Figure 5. The area under the autocorrelation curve of the traces generated by the Metropolis algorithm for various δ. The minimum AUC=1.9 at δ=5.
Figure 6. The area under the autocorrelation curve of the traces generated by the Hamiltonian Monte Carlo algorithm for various εL. The minimum AUC=0.72 at εL=2. Here ESS is relative, which is the ratio of effective sample size and the sample size.

The minimum AUC of the Hamiltonian Monte Carlo is much smaller (0.72 when $\varepsilon L=2$) than that of the Metropolis algorithm (1.9 when $\delta=5$). This suggests that a fine-tuned Hamiltonian Monte Carlo sampling is more efficient than the Metropolis algorithm.

Effective Sample Size (ESS)

Intuitively, the effective sample size should be consistent with the area under the autocorrelation curve. Indeed this is the case for the Metropolis algorithm, as shown in Figure 7.

Figure 7. The strong correlation between the area under the autocorrelation curve and the effective sample size (ESS) of the traces generated by the Metropolis algorithm.

The effective sample size in the Hamiltonian Monte Carlo is larger in the sample size in many cases (see Figure 8). This is due to the negative autocorrelations on odd lags. Stan Reference Manual briefly discusses this in the Effective Sample Size section.

Figure 8. The strong correlation between the area under the autocorrelation curve and the effective sample size (ESS) of the traces generated by the Hamiltonian Monte Carlo. Here ESS is relative, which is the ratio of effective sample size and the sample size.

Conclusion and Discussion

The simulations in this note show that the setting of the Monte Carlo sampling should be optimized. For example, Figure 9 and Figure 10 show that sampling performance depends on the setting for both the Metropolis algorithm and the Hamiltonian Monte Carlo.

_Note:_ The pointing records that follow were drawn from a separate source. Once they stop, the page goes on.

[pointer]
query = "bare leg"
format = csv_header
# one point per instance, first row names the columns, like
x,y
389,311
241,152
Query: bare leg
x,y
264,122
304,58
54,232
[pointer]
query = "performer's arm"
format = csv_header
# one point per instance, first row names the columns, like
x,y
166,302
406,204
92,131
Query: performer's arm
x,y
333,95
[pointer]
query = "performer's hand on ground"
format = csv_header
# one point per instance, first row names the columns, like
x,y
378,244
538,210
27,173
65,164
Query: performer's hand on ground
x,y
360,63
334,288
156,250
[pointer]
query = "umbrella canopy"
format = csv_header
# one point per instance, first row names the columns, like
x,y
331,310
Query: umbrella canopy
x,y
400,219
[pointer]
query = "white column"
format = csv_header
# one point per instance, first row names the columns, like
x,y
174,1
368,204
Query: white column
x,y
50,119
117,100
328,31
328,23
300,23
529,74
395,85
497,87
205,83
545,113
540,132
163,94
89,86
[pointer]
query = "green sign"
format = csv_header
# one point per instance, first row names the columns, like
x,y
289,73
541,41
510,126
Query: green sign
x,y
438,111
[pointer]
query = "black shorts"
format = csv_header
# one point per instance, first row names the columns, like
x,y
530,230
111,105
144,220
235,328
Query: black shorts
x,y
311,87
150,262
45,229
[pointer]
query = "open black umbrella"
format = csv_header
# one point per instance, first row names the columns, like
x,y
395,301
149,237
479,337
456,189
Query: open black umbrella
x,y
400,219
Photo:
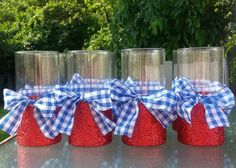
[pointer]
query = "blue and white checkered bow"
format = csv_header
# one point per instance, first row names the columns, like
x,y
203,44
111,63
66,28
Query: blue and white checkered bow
x,y
69,96
17,103
127,96
217,103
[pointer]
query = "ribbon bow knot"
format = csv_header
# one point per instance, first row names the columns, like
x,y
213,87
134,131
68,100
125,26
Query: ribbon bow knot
x,y
69,96
17,103
127,96
217,104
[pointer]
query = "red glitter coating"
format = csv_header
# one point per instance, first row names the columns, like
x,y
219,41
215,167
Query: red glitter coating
x,y
147,131
29,133
176,124
198,133
85,131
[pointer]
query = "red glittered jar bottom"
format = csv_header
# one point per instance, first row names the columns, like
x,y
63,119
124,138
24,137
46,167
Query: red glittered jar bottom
x,y
29,133
147,131
85,131
176,124
37,157
198,133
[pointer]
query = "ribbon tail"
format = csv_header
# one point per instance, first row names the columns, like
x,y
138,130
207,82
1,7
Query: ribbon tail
x,y
215,116
45,124
185,109
11,121
104,123
127,119
65,119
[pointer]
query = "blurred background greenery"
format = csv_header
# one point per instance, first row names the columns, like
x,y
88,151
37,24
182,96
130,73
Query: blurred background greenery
x,y
113,24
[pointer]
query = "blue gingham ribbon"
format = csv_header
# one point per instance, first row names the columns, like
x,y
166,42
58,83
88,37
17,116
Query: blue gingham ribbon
x,y
217,103
157,100
17,102
98,98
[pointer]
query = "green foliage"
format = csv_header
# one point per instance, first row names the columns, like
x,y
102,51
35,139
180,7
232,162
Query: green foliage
x,y
3,135
45,25
171,24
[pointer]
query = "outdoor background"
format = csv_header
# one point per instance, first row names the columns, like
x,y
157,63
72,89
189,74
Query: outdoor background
x,y
113,24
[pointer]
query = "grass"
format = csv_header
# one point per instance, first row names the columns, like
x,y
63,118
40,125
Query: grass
x,y
3,135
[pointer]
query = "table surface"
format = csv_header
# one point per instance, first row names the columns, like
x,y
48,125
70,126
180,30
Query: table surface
x,y
118,155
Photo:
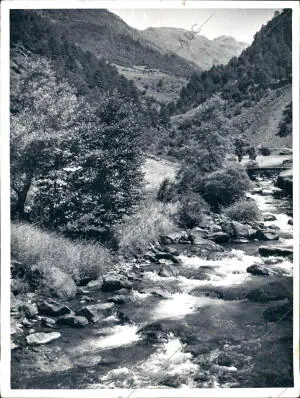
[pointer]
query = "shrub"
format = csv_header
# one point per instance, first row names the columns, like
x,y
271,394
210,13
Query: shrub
x,y
33,246
223,187
151,219
192,210
166,191
243,210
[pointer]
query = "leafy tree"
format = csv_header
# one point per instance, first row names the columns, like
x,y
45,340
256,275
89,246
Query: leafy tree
x,y
267,63
224,187
285,125
108,181
42,121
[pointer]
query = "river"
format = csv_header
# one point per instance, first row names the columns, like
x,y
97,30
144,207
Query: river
x,y
196,329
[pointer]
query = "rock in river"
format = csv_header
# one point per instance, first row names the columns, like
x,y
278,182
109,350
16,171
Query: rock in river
x,y
266,235
96,312
279,312
219,237
258,269
42,338
53,308
72,320
269,217
271,291
266,251
29,309
166,256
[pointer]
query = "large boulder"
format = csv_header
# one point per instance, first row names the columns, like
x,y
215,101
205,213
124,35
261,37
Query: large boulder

Figure 9. Traces generated by the Metropolis algorithm. Top: δ=0.5; Bottom: δ=5. The former is not as good as the latter: more discrepancy between the sample and the target distributions; and stronger autocorrelation.
Figure 10. Traces generated by the Hamiltonian Monte Carlo. Top: ε=0.2 and L=20; Bottom: ε=0.1 and L=20. The former is not as good as the latter: more discrepancy between the sample and the target distributions; and larger nonuniformity.

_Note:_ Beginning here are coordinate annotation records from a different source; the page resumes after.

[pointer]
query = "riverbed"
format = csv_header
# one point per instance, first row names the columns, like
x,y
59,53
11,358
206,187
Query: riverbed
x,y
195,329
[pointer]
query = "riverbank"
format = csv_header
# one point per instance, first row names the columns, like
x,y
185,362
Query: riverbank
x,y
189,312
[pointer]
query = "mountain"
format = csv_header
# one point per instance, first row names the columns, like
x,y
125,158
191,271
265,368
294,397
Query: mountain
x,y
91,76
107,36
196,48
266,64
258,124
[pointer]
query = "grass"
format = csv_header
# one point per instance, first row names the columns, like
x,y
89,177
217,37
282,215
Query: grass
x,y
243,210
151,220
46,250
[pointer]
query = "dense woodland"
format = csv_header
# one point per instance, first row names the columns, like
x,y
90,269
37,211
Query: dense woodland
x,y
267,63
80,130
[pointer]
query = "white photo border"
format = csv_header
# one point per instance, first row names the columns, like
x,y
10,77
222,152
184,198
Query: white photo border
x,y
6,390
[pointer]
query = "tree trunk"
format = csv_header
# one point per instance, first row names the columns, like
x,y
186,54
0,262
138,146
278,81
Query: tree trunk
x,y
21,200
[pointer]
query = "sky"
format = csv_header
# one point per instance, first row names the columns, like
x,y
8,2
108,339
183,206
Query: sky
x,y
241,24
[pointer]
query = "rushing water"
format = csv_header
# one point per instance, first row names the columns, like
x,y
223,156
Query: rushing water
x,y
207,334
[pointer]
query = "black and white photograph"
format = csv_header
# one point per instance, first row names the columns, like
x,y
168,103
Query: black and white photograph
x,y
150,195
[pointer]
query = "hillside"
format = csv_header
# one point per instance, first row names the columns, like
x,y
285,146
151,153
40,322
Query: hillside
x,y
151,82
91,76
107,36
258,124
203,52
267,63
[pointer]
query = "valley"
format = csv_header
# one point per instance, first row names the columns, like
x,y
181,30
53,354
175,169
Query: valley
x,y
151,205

In addition, the Hamiltonian Monte Carlo is more efficient (after the sampling setting optimization) than the Metropolis algorithm in terms of sample acceptance rate and autocorrelation.

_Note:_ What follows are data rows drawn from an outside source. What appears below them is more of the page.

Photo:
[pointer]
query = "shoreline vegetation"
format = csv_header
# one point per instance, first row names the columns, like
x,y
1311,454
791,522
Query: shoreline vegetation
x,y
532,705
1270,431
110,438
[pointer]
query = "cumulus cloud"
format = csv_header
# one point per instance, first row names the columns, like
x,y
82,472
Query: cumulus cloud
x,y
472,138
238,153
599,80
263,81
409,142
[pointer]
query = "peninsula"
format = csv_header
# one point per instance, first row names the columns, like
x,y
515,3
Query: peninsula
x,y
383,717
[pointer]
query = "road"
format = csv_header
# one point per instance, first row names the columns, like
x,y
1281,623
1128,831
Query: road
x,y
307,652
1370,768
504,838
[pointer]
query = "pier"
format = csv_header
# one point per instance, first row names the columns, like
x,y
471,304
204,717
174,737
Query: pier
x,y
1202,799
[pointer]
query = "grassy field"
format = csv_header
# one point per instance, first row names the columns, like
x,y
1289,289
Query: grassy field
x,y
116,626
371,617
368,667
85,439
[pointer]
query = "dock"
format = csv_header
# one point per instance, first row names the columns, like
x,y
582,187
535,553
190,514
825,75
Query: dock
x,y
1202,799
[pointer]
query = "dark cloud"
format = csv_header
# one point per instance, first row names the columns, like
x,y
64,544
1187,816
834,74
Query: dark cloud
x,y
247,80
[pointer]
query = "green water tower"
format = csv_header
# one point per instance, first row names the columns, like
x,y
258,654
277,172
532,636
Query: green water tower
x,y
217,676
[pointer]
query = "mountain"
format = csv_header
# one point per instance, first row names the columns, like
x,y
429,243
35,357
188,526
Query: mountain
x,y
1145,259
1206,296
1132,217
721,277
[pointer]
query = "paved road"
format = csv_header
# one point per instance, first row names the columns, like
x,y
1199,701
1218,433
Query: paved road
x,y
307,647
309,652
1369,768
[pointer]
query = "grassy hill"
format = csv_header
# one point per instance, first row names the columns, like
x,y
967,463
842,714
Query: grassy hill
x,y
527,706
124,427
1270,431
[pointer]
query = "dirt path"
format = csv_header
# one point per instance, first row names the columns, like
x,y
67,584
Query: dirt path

However, Hamiltonian Monte Carlo encounters challenges when the target distribution is multimodal and struggles to move between the modes. Tempered methods can be used to improve the sampling in the multimodal case. We will discuss this in a future blog.

Figure 11. An example of the Hamiltonian Monte Carlo generated samples unable to move between modes for a bimodal distribution.

References

Neal, R.M. (2011). MCMC Using Hamiltonian Dynamics. In S. Brooks, A. Gelman, G.L. Jones & X. Meng (Eds.), Handbook of Markov Chain Monte Carlo (pp.113-162). Chapman & Hall/CRC.

Effective Sample Size. Stan Reference Manual (https://mc-stan.org/docs/2_21/reference-manual/effective-sample-size-section.html)